Second, the SEC alleges that nine digital assets at issue in the trio’s scheme are securities—but closer examination of these allegations raises more questions than answers regarding the SEC’s stance on what constitutes a security.[xi] For example, the SEC alleges that the following are probative of whether a digital asset is a security:
- statements by the assets’ developers promoting their experience and leadership;
- developers listing their digital assets on trading platforms; and
- asset holders receiving profits derived from staking the digital asset.
It is not clear how any of these factors support a finding that a digital asset is a security. Statements about product developers’ experience are commonplace across many different industries. The fact that the developers want to list their assets should not mean that those assets are any more securities than bitcoin—which is also listed on nearly every crypto trading platform and which the SEC has acknowledged is not a security. Finally, as staking typically requires an affirmative action by the asset holder, and the profits from staking would not be solely derived from the efforts of others, it is not apparent how staking is relevant to the analysis.
If the SEC considers those factors as relevant to determining whether a digital asset is a security, many more digital assets would likely be considered securities. Given that the SEC has not alleged that the remaining 16 digital assets are securities, can the industry conclude that those digital assets are not securities in the eyes of the SEC? Unlikely—in light of the SEC’s allegations about the nine digital assets, it seems the SEC might later allege those, too, are securities.
Whether the SEC’s complaint is a one-off action or a sign of things to come, the SEC appears to have turned up the heat on an industry already inundated with uncertainty.

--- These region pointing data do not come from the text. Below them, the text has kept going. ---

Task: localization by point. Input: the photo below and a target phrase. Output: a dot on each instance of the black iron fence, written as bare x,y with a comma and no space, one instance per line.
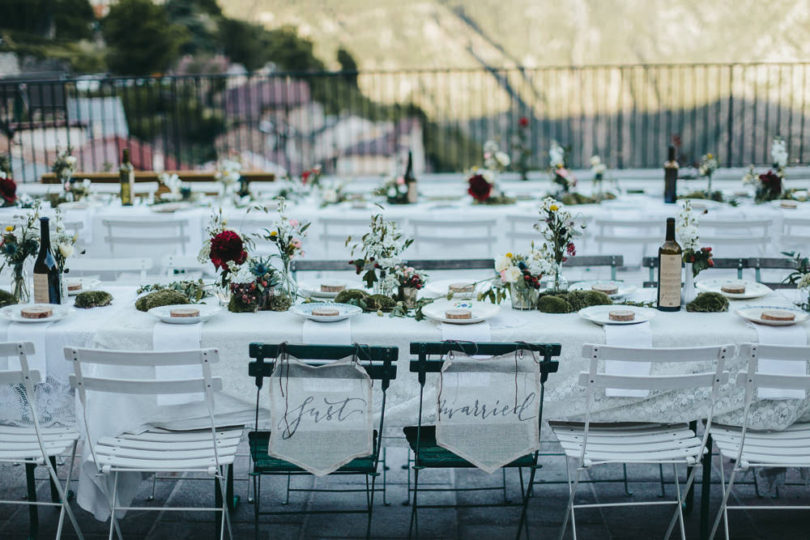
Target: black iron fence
361,123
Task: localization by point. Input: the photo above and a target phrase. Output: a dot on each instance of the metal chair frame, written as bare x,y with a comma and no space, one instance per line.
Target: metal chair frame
12,439
379,363
424,364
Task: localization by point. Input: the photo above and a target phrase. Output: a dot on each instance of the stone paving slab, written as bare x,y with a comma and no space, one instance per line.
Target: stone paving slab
545,515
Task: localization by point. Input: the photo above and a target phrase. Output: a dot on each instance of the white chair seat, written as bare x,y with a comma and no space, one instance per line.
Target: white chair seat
629,443
168,450
20,443
790,447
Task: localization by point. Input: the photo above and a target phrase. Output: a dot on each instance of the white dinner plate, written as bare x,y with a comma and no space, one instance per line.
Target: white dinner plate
88,284
345,311
601,314
440,288
163,313
754,314
481,311
623,292
752,288
312,289
12,313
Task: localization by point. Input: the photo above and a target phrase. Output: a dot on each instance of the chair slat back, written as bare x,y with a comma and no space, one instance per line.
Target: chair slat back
145,386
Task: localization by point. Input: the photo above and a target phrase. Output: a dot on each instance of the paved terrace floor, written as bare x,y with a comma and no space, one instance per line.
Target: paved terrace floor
545,511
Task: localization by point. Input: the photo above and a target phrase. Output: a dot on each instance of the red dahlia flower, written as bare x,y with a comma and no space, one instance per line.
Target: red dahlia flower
479,188
227,246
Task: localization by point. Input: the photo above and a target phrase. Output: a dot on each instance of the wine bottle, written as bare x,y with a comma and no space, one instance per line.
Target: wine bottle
47,278
410,181
126,175
671,177
670,256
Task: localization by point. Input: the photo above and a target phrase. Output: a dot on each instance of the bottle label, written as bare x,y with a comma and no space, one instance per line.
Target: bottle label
669,281
41,295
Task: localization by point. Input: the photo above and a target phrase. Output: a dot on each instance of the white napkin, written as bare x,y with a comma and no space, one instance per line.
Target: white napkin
478,332
177,337
627,335
35,333
781,335
336,333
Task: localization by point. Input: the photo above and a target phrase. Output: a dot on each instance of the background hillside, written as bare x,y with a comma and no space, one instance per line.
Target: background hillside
397,34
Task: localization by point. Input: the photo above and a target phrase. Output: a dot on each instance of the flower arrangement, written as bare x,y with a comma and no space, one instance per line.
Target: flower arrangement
561,175
559,230
800,277
224,248
8,189
63,241
379,252
521,149
688,236
65,166
287,235
19,242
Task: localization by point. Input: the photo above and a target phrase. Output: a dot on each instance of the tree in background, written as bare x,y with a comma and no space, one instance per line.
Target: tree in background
140,38
348,63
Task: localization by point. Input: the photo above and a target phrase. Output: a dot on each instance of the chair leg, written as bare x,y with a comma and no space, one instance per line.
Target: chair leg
414,524
63,498
371,505
526,495
33,511
113,521
569,510
680,502
723,512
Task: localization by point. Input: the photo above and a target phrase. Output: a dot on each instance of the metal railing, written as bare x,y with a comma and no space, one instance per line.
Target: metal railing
361,123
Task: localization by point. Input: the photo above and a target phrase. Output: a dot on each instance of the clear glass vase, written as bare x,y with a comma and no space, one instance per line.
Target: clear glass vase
689,291
523,297
22,294
559,283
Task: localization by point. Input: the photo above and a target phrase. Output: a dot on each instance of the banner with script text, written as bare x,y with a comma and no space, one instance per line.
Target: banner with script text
488,408
321,416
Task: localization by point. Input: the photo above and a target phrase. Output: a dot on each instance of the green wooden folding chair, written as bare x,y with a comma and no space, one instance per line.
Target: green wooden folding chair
429,358
378,362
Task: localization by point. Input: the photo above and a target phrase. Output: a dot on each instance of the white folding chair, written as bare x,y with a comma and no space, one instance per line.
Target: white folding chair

[ii] Securities and Exchange Commission v. Wahi et al., Docket No. 2:22-cv-01009 (W.D. Wash. Jul 21, 2022).
[iii] SEC v. Howey, 328 U.S. 293 (1946).
[xi] Whether a digital asset is a security subject to federal securities regulation is determined using the four-part test established by the US Supreme Court in SEC v. Howey Co., 328 U.S. 293 (1946). Under the Howey test, a digital asset would be a security if it involves (1) an investment of money (2) in a common enterprise (3) with a reasonable expectation of profits (4) derived from the efforts of others.